Elle devait alors répondre à deux enjeux :

  • La nécessité d’une meilleure utilisation des bâtiments existants dans l’objectif de mieux accueillir les enfants et de trouver la meilleure adéquation entre les locaux et les effectifs.
  • Une plus grande souplesse pour les parents en élargissant le choix du lieu d’inscription pour leurs enfants, dans la limite des capacités d’accueil des établissements.

Désormais, l’effet conjugué de l’attractivité économique et de la politique volontariste en matière d’habitat accélère l’installation de nouvelles familles sur le territoire et confirme l’augmentation continue de la population nazairienne.

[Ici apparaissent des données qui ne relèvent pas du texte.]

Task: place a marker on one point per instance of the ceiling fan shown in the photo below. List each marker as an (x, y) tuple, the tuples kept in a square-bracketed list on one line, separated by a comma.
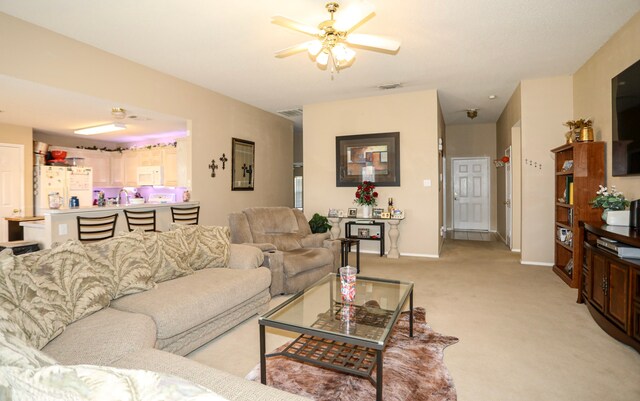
[(334, 39)]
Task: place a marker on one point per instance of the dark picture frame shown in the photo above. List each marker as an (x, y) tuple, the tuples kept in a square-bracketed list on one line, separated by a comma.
[(243, 164), (368, 157)]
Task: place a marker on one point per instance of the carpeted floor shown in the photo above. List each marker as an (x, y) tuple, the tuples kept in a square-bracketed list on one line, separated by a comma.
[(413, 370), (522, 336)]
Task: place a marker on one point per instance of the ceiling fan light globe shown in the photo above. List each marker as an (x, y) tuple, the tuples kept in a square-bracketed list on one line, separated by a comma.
[(314, 48), (323, 57)]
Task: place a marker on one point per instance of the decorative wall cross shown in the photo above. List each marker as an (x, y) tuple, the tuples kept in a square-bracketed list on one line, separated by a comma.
[(213, 166), (223, 159)]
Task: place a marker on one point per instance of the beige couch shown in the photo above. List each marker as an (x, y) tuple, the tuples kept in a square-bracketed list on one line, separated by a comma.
[(297, 258), (137, 301)]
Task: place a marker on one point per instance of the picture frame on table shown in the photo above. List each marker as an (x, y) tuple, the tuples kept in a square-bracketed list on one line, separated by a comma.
[(567, 165), (363, 233)]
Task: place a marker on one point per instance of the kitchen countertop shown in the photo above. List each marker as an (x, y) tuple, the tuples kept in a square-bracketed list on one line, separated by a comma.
[(90, 209)]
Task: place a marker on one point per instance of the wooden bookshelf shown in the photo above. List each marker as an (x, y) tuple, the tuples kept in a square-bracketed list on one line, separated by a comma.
[(576, 183)]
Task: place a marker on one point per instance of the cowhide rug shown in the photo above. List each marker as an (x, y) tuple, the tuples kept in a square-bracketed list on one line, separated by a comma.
[(413, 370)]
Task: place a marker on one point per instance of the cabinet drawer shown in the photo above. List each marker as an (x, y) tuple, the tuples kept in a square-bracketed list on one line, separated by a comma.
[(635, 320), (635, 283)]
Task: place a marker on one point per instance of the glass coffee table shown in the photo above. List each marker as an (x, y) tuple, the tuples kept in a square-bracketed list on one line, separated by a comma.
[(346, 337)]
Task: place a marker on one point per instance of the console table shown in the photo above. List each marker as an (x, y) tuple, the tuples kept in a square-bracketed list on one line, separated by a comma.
[(393, 233), (610, 285)]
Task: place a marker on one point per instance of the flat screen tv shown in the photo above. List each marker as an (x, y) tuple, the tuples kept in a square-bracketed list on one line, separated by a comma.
[(625, 90)]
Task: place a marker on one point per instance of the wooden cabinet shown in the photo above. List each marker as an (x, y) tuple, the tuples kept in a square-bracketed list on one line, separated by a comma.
[(579, 170), (611, 285)]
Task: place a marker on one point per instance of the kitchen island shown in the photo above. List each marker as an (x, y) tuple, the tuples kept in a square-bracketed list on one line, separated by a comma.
[(60, 225)]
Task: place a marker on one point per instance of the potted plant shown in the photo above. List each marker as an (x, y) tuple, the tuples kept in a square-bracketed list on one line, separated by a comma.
[(366, 197), (319, 224), (609, 200)]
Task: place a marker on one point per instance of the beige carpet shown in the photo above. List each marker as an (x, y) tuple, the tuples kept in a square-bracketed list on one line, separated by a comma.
[(522, 336)]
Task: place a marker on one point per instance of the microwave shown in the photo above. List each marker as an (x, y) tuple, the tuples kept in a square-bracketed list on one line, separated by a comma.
[(150, 175)]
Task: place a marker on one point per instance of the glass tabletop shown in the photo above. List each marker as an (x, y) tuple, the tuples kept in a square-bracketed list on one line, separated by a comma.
[(319, 309)]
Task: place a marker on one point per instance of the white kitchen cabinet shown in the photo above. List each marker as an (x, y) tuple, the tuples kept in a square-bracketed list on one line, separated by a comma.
[(150, 157), (170, 166), (117, 169), (100, 162), (130, 163)]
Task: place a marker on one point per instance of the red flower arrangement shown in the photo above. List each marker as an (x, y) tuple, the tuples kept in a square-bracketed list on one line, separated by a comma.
[(366, 194)]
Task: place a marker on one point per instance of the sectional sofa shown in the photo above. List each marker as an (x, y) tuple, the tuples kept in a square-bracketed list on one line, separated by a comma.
[(120, 315)]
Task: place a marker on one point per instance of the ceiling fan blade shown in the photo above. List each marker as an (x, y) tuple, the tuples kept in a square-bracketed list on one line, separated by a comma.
[(353, 17), (373, 42), (295, 25), (289, 51)]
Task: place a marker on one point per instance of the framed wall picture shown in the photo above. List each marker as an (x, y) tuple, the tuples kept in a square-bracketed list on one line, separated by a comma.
[(368, 157), (363, 233)]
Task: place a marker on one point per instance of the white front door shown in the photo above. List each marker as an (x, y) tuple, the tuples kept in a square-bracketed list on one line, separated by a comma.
[(470, 193), (507, 198), (11, 184)]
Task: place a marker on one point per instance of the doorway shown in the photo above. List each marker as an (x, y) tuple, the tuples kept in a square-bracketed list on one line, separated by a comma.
[(11, 184), (507, 198), (471, 203)]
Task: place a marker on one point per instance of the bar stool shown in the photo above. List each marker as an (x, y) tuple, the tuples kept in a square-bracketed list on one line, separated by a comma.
[(345, 248), (185, 215), (145, 219), (96, 228)]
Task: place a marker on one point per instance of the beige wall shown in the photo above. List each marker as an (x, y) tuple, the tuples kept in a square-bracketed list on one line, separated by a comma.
[(472, 140), (592, 92), (509, 119), (38, 55), (14, 134), (546, 104), (415, 116)]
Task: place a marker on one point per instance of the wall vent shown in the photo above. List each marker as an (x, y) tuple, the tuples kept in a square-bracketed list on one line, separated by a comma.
[(291, 112)]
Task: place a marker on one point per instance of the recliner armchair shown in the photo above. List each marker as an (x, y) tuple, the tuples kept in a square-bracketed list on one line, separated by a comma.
[(297, 258)]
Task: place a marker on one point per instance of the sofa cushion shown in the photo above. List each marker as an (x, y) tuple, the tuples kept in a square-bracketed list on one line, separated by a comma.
[(196, 298), (224, 384), (244, 257), (124, 262), (208, 246), (14, 350), (86, 382), (301, 260), (167, 253), (271, 220), (46, 290), (102, 338)]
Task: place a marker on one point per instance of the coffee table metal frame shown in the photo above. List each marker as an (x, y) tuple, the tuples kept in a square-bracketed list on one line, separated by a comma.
[(337, 351)]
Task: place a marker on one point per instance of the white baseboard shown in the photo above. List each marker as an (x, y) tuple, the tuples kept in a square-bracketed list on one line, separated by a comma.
[(419, 255), (526, 262)]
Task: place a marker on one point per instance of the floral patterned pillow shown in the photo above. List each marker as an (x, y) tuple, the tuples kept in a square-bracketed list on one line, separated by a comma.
[(20, 298), (14, 350), (168, 255), (87, 382), (124, 263), (208, 245)]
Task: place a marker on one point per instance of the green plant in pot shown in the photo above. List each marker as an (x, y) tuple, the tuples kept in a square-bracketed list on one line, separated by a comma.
[(319, 224)]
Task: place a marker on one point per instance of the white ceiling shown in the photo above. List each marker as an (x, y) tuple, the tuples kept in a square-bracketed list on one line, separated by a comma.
[(466, 49)]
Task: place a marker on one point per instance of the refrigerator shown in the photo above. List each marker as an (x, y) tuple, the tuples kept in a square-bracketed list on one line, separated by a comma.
[(66, 181)]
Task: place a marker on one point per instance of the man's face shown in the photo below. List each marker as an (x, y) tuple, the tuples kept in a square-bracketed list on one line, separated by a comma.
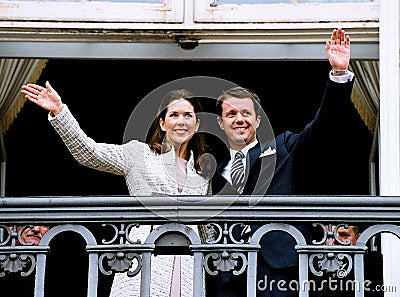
[(34, 234), (239, 121)]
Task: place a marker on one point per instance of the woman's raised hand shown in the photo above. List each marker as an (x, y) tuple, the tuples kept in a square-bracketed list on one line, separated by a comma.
[(45, 97)]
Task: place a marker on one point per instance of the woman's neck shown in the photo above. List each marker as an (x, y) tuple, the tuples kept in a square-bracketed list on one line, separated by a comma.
[(181, 151)]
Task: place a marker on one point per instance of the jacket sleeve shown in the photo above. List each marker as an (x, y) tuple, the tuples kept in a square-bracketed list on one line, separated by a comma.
[(100, 156)]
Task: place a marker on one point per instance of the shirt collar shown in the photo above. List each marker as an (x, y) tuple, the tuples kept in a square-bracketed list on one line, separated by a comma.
[(244, 150)]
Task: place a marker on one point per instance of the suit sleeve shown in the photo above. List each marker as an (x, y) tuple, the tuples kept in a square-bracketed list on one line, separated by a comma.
[(330, 123)]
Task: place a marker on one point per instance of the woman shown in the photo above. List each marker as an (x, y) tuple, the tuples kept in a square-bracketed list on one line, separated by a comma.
[(168, 164)]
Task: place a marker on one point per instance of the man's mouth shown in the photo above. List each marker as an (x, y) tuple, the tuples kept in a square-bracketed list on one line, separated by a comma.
[(240, 128), (180, 131)]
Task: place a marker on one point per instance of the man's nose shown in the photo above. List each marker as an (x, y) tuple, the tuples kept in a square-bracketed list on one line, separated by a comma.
[(36, 228), (239, 117)]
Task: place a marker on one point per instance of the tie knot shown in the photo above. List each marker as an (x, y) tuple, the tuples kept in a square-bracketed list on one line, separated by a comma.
[(239, 155)]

Ce phénomène a mis en tension le niveau des effectifs dans les écoles primaires publiques de la ville. Un phénomène qui impacte également les activités périscolaires : pause midi, temps péri éducatif, accueil périscolaire et centres de loisirs.

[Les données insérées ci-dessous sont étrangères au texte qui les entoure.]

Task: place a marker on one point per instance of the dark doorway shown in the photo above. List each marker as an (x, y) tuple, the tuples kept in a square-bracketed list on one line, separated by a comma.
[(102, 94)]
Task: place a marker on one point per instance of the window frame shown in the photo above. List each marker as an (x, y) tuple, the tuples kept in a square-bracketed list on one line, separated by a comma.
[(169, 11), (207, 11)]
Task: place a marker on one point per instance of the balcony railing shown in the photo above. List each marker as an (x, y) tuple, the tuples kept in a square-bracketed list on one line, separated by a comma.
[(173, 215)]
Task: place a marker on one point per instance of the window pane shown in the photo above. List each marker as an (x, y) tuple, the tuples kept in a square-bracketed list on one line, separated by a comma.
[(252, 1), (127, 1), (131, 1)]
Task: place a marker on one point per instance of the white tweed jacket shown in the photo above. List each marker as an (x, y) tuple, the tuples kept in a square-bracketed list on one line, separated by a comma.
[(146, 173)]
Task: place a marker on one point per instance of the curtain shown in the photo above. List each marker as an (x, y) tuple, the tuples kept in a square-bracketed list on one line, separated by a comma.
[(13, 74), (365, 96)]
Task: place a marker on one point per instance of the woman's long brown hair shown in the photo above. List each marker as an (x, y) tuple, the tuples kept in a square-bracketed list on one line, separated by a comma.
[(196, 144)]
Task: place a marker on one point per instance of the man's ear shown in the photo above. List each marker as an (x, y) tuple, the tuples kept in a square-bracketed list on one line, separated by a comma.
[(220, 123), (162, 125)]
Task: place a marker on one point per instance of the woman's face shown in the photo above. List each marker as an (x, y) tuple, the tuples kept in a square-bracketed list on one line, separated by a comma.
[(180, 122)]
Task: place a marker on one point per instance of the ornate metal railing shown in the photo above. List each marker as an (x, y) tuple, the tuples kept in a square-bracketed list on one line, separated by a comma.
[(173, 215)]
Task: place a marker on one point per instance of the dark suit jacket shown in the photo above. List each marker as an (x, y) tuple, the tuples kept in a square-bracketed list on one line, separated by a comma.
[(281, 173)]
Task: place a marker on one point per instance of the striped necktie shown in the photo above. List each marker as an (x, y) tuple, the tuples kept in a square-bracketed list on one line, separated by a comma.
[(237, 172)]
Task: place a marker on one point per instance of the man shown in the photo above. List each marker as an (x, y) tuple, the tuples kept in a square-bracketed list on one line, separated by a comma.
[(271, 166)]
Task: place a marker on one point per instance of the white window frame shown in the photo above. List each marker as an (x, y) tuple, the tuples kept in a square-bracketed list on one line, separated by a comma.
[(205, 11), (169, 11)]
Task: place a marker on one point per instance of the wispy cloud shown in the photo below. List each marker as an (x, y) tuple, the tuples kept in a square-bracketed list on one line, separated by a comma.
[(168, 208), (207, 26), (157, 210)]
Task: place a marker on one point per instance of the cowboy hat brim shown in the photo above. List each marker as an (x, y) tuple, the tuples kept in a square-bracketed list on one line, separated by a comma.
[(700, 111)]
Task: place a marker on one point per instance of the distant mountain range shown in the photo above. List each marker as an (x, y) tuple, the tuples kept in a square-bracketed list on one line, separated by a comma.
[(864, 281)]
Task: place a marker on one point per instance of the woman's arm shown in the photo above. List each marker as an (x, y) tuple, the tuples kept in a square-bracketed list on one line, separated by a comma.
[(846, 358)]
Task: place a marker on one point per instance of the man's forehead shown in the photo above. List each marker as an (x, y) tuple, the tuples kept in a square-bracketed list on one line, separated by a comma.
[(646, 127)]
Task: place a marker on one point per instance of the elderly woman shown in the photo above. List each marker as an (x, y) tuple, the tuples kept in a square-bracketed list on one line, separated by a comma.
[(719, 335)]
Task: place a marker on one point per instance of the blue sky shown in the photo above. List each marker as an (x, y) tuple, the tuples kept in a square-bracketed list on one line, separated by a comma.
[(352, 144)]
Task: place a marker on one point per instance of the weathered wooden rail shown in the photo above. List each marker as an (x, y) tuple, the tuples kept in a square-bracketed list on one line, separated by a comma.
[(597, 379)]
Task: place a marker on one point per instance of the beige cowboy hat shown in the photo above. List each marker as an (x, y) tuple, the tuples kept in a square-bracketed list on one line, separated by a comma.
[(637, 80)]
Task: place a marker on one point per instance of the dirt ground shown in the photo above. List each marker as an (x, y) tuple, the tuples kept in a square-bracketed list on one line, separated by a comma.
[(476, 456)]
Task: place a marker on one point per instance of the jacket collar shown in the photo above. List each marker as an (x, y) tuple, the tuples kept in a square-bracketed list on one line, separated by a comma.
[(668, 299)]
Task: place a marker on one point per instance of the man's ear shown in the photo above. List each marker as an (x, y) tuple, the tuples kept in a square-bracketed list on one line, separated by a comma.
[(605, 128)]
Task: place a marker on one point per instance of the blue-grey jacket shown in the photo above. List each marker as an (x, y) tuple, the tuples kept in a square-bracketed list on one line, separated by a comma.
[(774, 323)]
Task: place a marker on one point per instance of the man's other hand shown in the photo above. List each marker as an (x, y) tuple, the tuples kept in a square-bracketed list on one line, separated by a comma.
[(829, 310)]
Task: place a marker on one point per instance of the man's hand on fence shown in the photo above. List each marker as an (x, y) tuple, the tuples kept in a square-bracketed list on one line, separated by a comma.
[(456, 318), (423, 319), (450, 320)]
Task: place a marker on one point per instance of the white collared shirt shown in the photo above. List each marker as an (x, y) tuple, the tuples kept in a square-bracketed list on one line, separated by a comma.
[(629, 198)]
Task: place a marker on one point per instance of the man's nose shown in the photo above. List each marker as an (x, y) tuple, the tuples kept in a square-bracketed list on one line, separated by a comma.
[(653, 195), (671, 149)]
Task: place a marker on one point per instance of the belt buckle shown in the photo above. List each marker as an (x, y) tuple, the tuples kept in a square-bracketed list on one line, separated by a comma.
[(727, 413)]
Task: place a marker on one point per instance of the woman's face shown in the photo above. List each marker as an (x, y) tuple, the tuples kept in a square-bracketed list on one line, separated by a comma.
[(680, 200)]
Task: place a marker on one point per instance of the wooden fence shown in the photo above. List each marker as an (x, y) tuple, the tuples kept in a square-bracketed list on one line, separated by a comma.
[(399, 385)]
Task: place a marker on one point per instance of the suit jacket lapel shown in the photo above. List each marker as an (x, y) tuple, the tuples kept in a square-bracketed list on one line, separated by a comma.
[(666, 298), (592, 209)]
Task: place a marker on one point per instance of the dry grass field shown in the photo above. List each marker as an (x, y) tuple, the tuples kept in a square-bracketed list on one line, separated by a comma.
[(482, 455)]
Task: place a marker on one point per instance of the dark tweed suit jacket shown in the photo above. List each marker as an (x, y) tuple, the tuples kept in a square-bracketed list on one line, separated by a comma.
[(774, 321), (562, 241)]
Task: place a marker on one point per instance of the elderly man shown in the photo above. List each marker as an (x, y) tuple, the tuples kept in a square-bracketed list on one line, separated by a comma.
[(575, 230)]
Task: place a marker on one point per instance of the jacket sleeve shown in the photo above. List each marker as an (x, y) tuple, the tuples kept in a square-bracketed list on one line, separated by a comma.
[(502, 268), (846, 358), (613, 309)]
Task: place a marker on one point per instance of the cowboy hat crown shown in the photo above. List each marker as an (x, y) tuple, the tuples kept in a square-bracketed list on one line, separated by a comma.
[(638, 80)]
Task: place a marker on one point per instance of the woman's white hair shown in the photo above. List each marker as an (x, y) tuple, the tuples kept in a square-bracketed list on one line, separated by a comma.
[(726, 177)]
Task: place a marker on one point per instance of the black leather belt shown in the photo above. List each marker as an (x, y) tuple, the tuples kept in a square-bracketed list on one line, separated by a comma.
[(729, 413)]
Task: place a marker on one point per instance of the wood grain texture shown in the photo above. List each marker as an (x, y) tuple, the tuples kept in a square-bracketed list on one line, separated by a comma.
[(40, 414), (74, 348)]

Par ailleurs, les réformes sur l’aménagement des rythmes scolaires menées en 2013, la modification de la géographie prioritaire, l’évolution des pratiques pédagogiques, ainsi que les récentes décisions de dédoublement de classes de CP et de CE1, ont également des impacts très sensibles sur les conditions d’accueil des enfants dans les écoles, ainsi que sur leur répartition sur le territoire.

Afin de répondre à cette problématique de forte croissance des effectifs scolaires et périscolaires, la Ville de Saint-Nazaire a identifié les leviers qu’elle pouvait mettre en œuvre dans un contexte financier contraint pour les collectivités territoriales. Parmi ces leviers : la redéfinition des périmètres scolaires qui doit permettre de maitriser la répartition des enfants dans les trente écoles publiques du territoire, de maitriser ses dépenses en investissement comme en fonctionnement et d’agir sur la mixité sociale au sein des écoles.

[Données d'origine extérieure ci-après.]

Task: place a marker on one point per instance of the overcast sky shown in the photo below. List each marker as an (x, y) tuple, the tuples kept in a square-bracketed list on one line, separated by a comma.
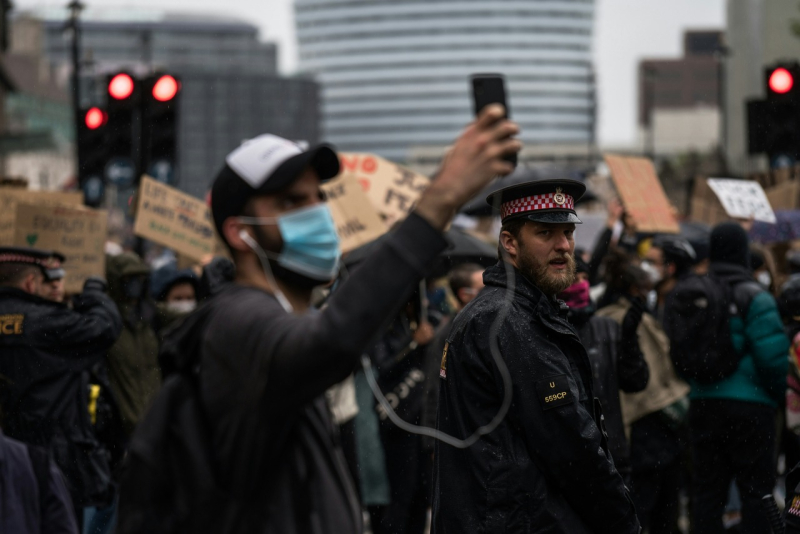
[(626, 31)]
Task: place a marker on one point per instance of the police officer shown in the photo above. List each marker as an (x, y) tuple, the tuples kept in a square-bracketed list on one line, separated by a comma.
[(53, 284), (546, 468), (44, 349)]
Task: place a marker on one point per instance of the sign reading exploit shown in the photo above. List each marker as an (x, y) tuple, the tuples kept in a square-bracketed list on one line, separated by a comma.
[(174, 219), (78, 233), (10, 197)]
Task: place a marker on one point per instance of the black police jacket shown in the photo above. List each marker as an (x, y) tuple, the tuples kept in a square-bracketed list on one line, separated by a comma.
[(614, 369), (45, 347), (546, 468)]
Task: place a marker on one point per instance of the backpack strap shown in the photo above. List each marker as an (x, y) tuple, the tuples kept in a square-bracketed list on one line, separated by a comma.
[(743, 294), (40, 461)]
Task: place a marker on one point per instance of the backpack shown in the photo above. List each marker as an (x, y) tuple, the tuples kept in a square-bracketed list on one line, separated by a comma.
[(697, 321)]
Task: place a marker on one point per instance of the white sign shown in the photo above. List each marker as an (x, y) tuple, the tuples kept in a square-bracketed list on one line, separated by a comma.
[(743, 199)]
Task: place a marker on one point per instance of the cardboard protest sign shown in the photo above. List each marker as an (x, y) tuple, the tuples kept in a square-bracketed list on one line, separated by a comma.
[(78, 233), (392, 189), (642, 195), (174, 219), (357, 221), (743, 199), (11, 196)]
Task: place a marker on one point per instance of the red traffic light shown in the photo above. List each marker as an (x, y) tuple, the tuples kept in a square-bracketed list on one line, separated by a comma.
[(120, 86), (165, 88), (95, 118), (781, 81)]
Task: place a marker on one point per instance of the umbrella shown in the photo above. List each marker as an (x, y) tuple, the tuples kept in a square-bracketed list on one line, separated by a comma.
[(477, 207), (786, 229)]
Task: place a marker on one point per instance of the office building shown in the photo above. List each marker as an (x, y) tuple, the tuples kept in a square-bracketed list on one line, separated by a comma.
[(230, 87), (394, 75), (679, 99)]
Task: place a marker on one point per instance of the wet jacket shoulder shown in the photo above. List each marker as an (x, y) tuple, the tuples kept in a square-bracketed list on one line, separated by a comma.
[(46, 349), (612, 371), (90, 327), (761, 339), (546, 467)]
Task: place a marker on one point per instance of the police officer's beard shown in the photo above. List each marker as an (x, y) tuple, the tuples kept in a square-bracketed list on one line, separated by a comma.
[(539, 273), (280, 272)]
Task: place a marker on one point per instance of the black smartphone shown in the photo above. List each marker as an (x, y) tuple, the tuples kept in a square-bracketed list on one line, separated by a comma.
[(490, 89)]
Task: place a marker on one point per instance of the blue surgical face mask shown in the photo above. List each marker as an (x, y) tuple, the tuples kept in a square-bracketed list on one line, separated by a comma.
[(310, 241)]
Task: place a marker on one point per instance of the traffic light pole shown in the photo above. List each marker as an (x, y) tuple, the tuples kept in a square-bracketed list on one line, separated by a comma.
[(75, 8)]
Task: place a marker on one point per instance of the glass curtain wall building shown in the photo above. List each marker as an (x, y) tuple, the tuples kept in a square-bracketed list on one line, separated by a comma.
[(394, 73)]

En juin dernier, la collectivité a ainsi lancé une étude confiée à un cabinet indépendant. Des rencontres avec les directions scolaires, les services de la Ville et de la CARENE (enfance, éducation, patrimoine, urbanisme, etc …), ainsi que des partenaires comme Silène ou la CAF, sont prévues pour élaborer hypothèses et préconisations.

 

Mouvements : de nouvelles directrices et de nouveaux directeurs

    Blum maternelle : Anne MICHEL
    Carnot maternelle : Gilles BOUSSICAULT
    Jaurès maternelle : Sarah FLEVIN
    Bert-Lemonnier : Patrick MAURIERAS
    Lamartine : Virginie HANCKE

A noter : l’école maternelle et l’école élémentaire fusionnent à la rentrée 2019-2020; l’école Lamartine devient une école primaire.

 

Cantines scolaires : des produits bio et locaux dans les assiettes

L’UPAM, l’unité de production alimentaire située à Coulvé à Saint-Nazaire prépare chaque jour environ 5000 repas qui sont servis dans les écoles et multi-accueils de Saint-Nazaire, Donges, La Chapelle des Marais et Saint-Joachim. Les approvisionnements locaux (Bretagne et Pays de la Loire) en denrées sont privilégiés (près de 41% en 2018 en incluant notamment le pain). Les produits biologiques représentent également une part importante des achats de denrées (13% contre 2% en moyenne au niveau national).